Together they started working on the project and building an extensive network of collaborators at multiple clinical centres running prostate cancer trials in both the UK and Italy. This gives the team access to cases representative of the whole spectrum of advanced prostate cancer, including hormone-sensitive disease and through to men who have developed treatment resistance. Francesca plans to tap into the expertise these trials have accumulated over the years to develop and test PRIME.

Increasing the sensitivity of liquid biopsies

Liquid biopsies have been gaining ground in recent years because they are non-invasive and can be obtained repeatedly, but their molecular outputs are not yet as extensive as those from tissue biopsies.

That’s where PRIME comes in. By increasing the analytical powers of liquid biopsies for prostate cancer, Francesca hopes to be able to develop a tool with the potential to monitor tumour response to treatment in real-time.

What I’m most excited about is that we will be exploiting every level of molecular information from patients’ tumour-derived material that is in the blood. That’s something that isn’t currently done. We’re pushing the sensitivities of the assays in genomics, transcriptomics and methylation.

Francesca reckons, the main challenges will be figuring out how to generate the data from the test, and then how to analyse it computationally.

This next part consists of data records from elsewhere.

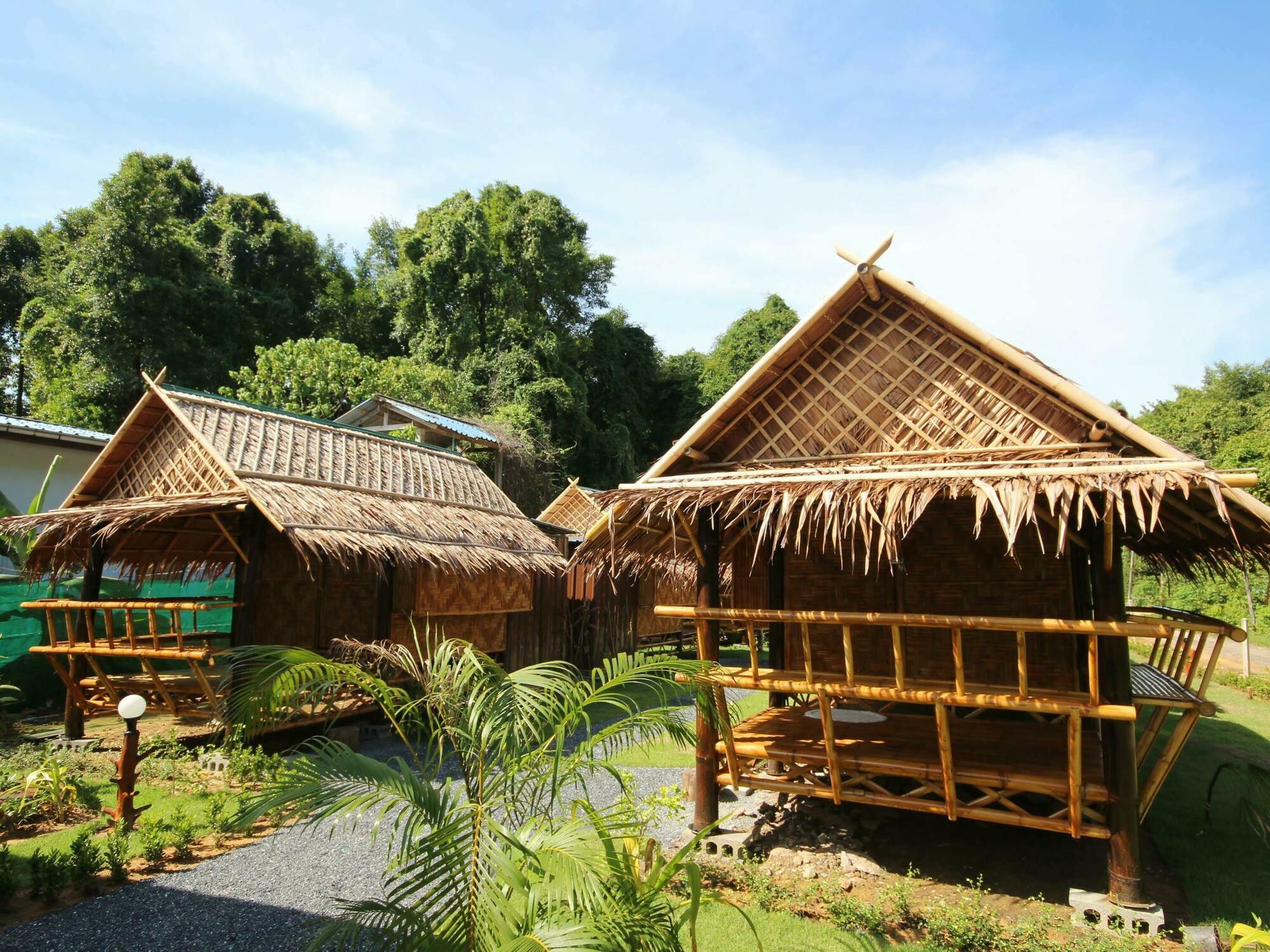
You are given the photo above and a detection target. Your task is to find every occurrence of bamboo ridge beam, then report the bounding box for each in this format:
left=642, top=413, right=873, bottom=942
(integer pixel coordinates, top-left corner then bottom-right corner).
left=618, top=457, right=1217, bottom=490
left=676, top=667, right=1138, bottom=721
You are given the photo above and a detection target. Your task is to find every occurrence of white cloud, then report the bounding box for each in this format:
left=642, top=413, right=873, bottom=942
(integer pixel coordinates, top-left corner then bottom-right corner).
left=582, top=137, right=1270, bottom=408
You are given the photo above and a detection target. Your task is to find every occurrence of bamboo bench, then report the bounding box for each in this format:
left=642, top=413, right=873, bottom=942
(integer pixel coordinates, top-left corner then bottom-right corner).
left=654, top=605, right=1246, bottom=838
left=22, top=598, right=237, bottom=718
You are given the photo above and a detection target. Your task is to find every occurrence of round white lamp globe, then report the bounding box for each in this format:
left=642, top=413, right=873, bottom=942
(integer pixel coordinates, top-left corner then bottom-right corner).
left=118, top=694, right=146, bottom=721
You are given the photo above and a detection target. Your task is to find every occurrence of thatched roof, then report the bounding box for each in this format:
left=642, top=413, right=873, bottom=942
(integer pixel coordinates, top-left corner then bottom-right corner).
left=0, top=382, right=563, bottom=572
left=575, top=238, right=1270, bottom=581
left=538, top=479, right=605, bottom=535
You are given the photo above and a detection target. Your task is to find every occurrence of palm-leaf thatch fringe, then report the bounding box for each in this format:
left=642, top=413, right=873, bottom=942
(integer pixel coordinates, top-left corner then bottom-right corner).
left=574, top=459, right=1270, bottom=575
left=0, top=490, right=248, bottom=577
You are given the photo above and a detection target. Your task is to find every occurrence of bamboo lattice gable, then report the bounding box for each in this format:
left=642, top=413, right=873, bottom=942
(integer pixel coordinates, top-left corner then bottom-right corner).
left=5, top=382, right=564, bottom=573
left=538, top=479, right=603, bottom=534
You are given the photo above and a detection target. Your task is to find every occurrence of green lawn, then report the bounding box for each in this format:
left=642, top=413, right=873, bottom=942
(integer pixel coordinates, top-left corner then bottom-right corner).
left=1147, top=684, right=1270, bottom=927
left=612, top=645, right=767, bottom=767
left=685, top=905, right=922, bottom=952
left=9, top=779, right=241, bottom=878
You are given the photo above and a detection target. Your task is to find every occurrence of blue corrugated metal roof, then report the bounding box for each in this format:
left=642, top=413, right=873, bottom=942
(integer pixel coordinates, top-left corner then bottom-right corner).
left=0, top=414, right=110, bottom=445
left=381, top=398, right=502, bottom=443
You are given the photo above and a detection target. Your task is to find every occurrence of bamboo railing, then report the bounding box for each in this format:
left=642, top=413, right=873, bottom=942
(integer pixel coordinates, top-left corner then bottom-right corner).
left=22, top=598, right=239, bottom=717
left=654, top=605, right=1246, bottom=838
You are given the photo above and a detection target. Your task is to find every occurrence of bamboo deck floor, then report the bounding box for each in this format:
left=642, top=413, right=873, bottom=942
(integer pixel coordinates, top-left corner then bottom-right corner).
left=716, top=707, right=1107, bottom=801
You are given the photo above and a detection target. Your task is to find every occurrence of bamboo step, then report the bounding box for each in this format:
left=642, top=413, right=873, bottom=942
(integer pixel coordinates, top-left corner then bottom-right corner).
left=1129, top=664, right=1205, bottom=707
left=715, top=707, right=1107, bottom=801
left=691, top=667, right=1137, bottom=721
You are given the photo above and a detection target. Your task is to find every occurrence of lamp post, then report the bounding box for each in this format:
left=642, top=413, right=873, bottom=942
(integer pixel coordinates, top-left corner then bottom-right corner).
left=102, top=694, right=147, bottom=833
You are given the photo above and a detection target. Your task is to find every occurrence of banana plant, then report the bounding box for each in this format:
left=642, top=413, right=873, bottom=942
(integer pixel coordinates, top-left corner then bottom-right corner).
left=0, top=456, right=62, bottom=570
left=1231, top=913, right=1270, bottom=952
left=230, top=641, right=761, bottom=952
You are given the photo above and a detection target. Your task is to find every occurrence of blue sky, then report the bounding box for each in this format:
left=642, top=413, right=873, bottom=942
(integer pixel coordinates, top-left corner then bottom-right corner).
left=0, top=0, right=1270, bottom=409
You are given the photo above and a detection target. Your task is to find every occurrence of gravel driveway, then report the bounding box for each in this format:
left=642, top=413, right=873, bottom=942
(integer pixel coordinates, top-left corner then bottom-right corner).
left=0, top=711, right=757, bottom=952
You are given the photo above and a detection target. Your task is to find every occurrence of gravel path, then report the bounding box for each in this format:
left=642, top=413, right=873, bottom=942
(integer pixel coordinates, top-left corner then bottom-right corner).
left=0, top=706, right=758, bottom=952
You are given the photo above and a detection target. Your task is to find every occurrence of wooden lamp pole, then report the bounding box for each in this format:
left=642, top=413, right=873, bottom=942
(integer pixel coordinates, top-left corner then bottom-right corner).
left=102, top=694, right=149, bottom=833
left=692, top=509, right=720, bottom=830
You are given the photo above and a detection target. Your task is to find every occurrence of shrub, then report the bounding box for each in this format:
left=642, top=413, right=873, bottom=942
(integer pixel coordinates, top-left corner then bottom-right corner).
left=168, top=807, right=198, bottom=859
left=827, top=896, right=886, bottom=935
left=0, top=843, right=18, bottom=906
left=207, top=789, right=235, bottom=847
left=138, top=727, right=194, bottom=760
left=740, top=859, right=794, bottom=913
left=923, top=877, right=1005, bottom=952
left=105, top=824, right=131, bottom=882
left=135, top=821, right=168, bottom=869
left=70, top=826, right=104, bottom=890
left=30, top=848, right=70, bottom=905
left=878, top=863, right=922, bottom=929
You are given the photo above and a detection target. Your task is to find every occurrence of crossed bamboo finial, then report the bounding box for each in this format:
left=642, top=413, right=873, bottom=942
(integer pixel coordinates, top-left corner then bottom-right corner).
left=833, top=231, right=895, bottom=304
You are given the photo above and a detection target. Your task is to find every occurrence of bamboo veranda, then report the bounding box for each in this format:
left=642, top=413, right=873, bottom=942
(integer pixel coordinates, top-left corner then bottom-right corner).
left=574, top=239, right=1270, bottom=905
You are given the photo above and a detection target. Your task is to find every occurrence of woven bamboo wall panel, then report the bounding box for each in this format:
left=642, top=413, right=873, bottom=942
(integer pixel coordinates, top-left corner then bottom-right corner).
left=99, top=413, right=231, bottom=499
left=414, top=566, right=533, bottom=614
left=785, top=500, right=1083, bottom=690
left=710, top=297, right=1091, bottom=461
left=899, top=500, right=1083, bottom=690
left=391, top=612, right=507, bottom=654
left=635, top=568, right=697, bottom=636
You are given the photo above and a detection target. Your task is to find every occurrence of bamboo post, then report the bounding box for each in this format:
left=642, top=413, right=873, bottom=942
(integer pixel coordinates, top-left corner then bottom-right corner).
left=1137, top=704, right=1170, bottom=769
left=1067, top=711, right=1085, bottom=839
left=1091, top=525, right=1146, bottom=905
left=935, top=704, right=958, bottom=820
left=692, top=507, right=721, bottom=830
left=65, top=542, right=105, bottom=740
left=1088, top=634, right=1101, bottom=707
left=1015, top=631, right=1027, bottom=699
left=1138, top=707, right=1199, bottom=821
left=815, top=690, right=842, bottom=803
left=1240, top=618, right=1252, bottom=678
left=714, top=684, right=740, bottom=789
left=890, top=624, right=904, bottom=690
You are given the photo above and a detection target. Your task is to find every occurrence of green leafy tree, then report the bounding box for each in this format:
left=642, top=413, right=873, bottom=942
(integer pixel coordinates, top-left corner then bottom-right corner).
left=1138, top=361, right=1270, bottom=499
left=232, top=641, right=747, bottom=952
left=650, top=351, right=706, bottom=457
left=396, top=182, right=613, bottom=367
left=701, top=295, right=798, bottom=404
left=22, top=152, right=353, bottom=431
left=1132, top=361, right=1270, bottom=637
left=0, top=226, right=41, bottom=417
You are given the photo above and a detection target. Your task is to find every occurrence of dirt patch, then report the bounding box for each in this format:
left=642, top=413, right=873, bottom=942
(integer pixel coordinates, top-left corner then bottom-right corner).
left=711, top=797, right=1189, bottom=938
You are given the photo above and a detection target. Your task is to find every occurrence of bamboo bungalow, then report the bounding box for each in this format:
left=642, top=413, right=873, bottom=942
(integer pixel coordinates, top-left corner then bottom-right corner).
left=0, top=375, right=564, bottom=736
left=538, top=479, right=696, bottom=662
left=574, top=239, right=1270, bottom=904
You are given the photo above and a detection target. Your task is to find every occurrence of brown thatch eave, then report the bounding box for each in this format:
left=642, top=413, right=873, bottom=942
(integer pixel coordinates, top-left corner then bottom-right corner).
left=574, top=457, right=1270, bottom=575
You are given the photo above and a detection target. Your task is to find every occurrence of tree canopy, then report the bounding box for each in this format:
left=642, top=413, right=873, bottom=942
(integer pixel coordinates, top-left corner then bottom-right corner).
left=0, top=152, right=796, bottom=510
left=701, top=295, right=798, bottom=404
left=20, top=152, right=352, bottom=429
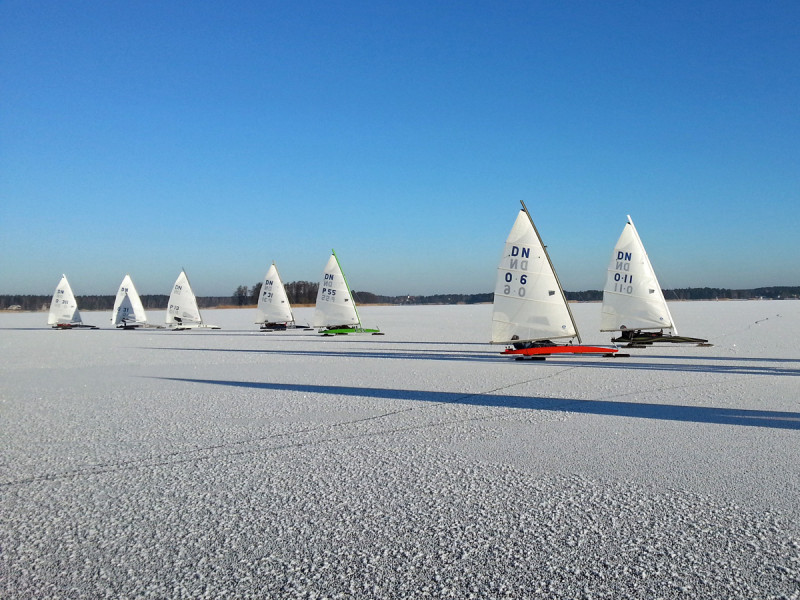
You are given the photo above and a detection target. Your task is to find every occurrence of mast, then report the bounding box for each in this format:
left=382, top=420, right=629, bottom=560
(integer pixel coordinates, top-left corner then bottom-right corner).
left=625, top=215, right=678, bottom=335
left=519, top=200, right=583, bottom=344
left=272, top=260, right=295, bottom=323
left=331, top=248, right=362, bottom=328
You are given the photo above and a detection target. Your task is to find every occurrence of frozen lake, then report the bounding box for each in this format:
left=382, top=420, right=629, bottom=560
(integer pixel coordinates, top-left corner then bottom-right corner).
left=0, top=301, right=800, bottom=598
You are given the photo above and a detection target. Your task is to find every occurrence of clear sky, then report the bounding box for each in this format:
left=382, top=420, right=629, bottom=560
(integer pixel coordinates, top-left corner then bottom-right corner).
left=0, top=0, right=800, bottom=295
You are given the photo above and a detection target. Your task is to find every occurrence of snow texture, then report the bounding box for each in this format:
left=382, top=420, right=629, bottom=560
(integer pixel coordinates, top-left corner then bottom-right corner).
left=0, top=301, right=800, bottom=599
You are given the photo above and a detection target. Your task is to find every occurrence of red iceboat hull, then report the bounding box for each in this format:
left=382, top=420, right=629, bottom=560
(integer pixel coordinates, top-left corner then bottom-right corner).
left=503, top=346, right=618, bottom=356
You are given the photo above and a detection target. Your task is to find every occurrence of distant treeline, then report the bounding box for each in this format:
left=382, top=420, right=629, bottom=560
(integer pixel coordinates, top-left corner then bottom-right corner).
left=0, top=281, right=800, bottom=310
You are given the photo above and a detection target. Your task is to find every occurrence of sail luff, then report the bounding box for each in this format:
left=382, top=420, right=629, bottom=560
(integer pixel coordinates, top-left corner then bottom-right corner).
left=519, top=200, right=583, bottom=344
left=600, top=215, right=677, bottom=335
left=272, top=260, right=295, bottom=323
left=331, top=248, right=361, bottom=327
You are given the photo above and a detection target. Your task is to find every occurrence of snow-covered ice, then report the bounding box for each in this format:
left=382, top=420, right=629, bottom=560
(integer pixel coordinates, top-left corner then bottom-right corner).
left=0, top=301, right=800, bottom=598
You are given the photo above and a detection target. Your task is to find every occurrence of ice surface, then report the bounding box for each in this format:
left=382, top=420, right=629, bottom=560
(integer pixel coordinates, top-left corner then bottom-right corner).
left=0, top=301, right=800, bottom=598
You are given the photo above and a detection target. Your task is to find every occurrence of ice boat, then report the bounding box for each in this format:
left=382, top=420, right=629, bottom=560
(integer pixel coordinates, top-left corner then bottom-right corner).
left=491, top=202, right=617, bottom=359
left=256, top=262, right=302, bottom=331
left=600, top=215, right=711, bottom=348
left=312, top=250, right=383, bottom=335
left=165, top=271, right=219, bottom=331
left=47, top=275, right=97, bottom=329
left=111, top=274, right=147, bottom=329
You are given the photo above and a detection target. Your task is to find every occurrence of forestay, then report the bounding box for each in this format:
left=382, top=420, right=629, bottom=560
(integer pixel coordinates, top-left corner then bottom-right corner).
left=313, top=252, right=361, bottom=327
left=165, top=271, right=203, bottom=325
left=600, top=216, right=678, bottom=335
left=47, top=275, right=83, bottom=327
left=492, top=209, right=580, bottom=344
left=111, top=275, right=147, bottom=325
left=256, top=263, right=294, bottom=323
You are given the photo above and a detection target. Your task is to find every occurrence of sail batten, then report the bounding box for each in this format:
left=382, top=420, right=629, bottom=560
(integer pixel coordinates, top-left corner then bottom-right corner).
left=600, top=215, right=678, bottom=335
left=491, top=204, right=580, bottom=344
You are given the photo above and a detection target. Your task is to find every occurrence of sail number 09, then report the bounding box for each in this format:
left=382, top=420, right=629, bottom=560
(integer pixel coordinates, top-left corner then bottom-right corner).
left=503, top=273, right=528, bottom=298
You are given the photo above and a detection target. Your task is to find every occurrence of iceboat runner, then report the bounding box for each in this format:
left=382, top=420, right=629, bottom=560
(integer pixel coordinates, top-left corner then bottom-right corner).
left=165, top=270, right=220, bottom=331
left=312, top=250, right=383, bottom=335
left=111, top=274, right=147, bottom=329
left=256, top=262, right=310, bottom=331
left=491, top=202, right=617, bottom=360
left=47, top=275, right=97, bottom=329
left=600, top=215, right=711, bottom=348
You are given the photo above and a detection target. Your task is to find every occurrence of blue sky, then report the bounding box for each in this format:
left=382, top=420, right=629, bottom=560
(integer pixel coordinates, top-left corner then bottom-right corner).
left=0, top=0, right=800, bottom=295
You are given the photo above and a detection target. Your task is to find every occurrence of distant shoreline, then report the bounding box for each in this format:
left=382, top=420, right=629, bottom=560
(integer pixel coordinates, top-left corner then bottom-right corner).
left=0, top=296, right=800, bottom=313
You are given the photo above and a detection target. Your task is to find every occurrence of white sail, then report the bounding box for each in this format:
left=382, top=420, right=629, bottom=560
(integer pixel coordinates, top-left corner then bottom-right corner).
left=600, top=216, right=678, bottom=335
left=256, top=263, right=294, bottom=323
left=492, top=204, right=580, bottom=344
left=165, top=271, right=203, bottom=326
left=47, top=275, right=83, bottom=327
left=111, top=275, right=147, bottom=325
left=313, top=252, right=361, bottom=327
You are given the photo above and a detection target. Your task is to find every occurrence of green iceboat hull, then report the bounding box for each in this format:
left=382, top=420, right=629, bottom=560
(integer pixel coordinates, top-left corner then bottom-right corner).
left=320, top=327, right=383, bottom=335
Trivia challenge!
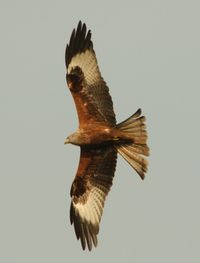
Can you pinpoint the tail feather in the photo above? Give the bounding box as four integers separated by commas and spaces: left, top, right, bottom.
115, 109, 149, 179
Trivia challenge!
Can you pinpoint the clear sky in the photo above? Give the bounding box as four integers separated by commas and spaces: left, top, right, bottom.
0, 0, 200, 263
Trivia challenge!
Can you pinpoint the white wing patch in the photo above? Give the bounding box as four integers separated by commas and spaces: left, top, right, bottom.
67, 50, 100, 85
72, 186, 107, 225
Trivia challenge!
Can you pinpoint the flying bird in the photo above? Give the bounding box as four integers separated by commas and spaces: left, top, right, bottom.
65, 21, 149, 250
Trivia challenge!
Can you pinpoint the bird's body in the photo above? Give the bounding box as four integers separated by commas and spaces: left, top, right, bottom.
65, 22, 149, 250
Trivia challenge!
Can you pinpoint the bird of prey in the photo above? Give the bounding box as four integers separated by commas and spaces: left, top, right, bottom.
65, 21, 149, 250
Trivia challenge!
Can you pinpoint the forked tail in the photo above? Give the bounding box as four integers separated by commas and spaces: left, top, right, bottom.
115, 109, 149, 179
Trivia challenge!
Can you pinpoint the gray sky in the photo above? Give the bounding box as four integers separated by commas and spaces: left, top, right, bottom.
0, 0, 200, 263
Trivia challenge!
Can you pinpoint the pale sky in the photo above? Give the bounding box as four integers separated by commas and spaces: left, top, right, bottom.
0, 0, 200, 263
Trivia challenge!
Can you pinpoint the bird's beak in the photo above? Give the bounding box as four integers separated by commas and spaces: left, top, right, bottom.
64, 138, 69, 144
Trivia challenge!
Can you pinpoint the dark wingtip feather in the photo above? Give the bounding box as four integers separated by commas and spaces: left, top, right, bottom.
65, 21, 93, 67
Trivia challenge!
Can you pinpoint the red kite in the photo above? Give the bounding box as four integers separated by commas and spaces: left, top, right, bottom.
65, 22, 149, 253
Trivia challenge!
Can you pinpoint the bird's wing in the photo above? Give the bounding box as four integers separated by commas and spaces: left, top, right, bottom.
70, 147, 117, 250
65, 21, 116, 126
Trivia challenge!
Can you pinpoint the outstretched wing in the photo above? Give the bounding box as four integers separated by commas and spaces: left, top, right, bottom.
70, 147, 117, 250
65, 21, 116, 127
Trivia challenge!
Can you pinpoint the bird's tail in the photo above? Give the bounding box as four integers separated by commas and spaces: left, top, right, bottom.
115, 109, 149, 179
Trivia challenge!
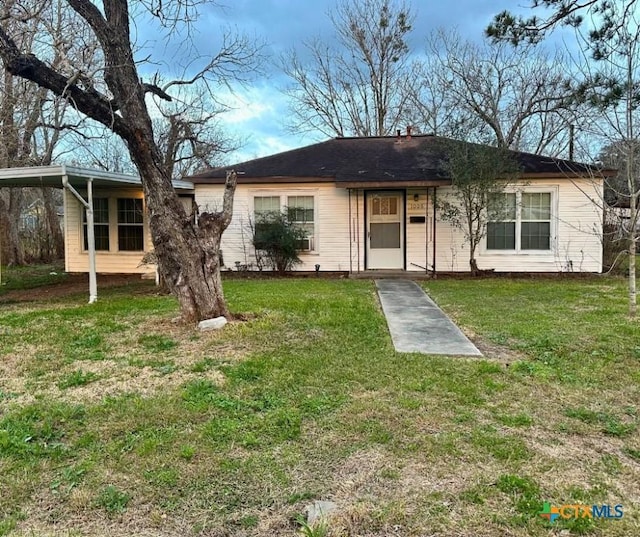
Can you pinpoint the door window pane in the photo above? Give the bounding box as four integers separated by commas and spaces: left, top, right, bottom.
369, 222, 400, 248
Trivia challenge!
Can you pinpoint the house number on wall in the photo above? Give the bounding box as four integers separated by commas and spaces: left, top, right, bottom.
408, 201, 427, 213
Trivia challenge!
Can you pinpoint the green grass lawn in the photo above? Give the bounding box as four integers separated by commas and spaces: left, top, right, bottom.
0, 278, 640, 536
0, 263, 68, 296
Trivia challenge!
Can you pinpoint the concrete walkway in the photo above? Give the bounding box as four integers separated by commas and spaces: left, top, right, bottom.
376, 280, 482, 356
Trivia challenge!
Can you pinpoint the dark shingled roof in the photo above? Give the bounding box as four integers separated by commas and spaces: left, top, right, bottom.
185, 135, 602, 186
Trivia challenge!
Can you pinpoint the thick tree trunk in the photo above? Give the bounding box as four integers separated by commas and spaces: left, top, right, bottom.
129, 131, 235, 322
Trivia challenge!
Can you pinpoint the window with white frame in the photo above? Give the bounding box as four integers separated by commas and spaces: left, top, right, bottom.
82, 198, 109, 252
287, 196, 315, 252
118, 198, 144, 252
487, 192, 552, 252
253, 195, 316, 252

“The moment we have something that’s analytically robust, it can be used by clinics and by our clinical collaborators for their own research. Anyone who wants to use it when it’s ready can run their own translational research study using PRIME. It’s accelerating clinical cancer research and gives independence to the clinical sides to do what they feel is important in research based on their trials, their collaborators and their work.”

Advice to future applicants: Get together to talk about your application

Francesca believes that there were two reasons why her application was successful.

“We had strong preliminary data that showed the feasibility of what we wanted to do. It showed that we had really thought through our application. We also got together in the same room with all collaborators and I think that was key. This came across during our interview for the Accelerator Award as we demonstrated that we had discussed the project in detail and thought about what we wanted to achieve.”

She recommends that anyone thinking of applying for the Accelerator Awards should get together with their collaborators to discuss the ins and outs of their proposal. Francesca and Gerhardt’s history of fruitful collaborations certainly helped when it came to designing a competitive and fundable project:

“Having worked together before gave us the confidence that we could do so now – whilst also knowing for sure that what we were proposing would work. It allowed us to be extra novel in our proposal.”

Her advice to applicants is:

“Think broadly, but make sure you keep your feet on the ground. You need to know what you can deliver in five years. During the interview, they really wanted us to explain how we would be able to deliver, so make sure that you’re practical about it.”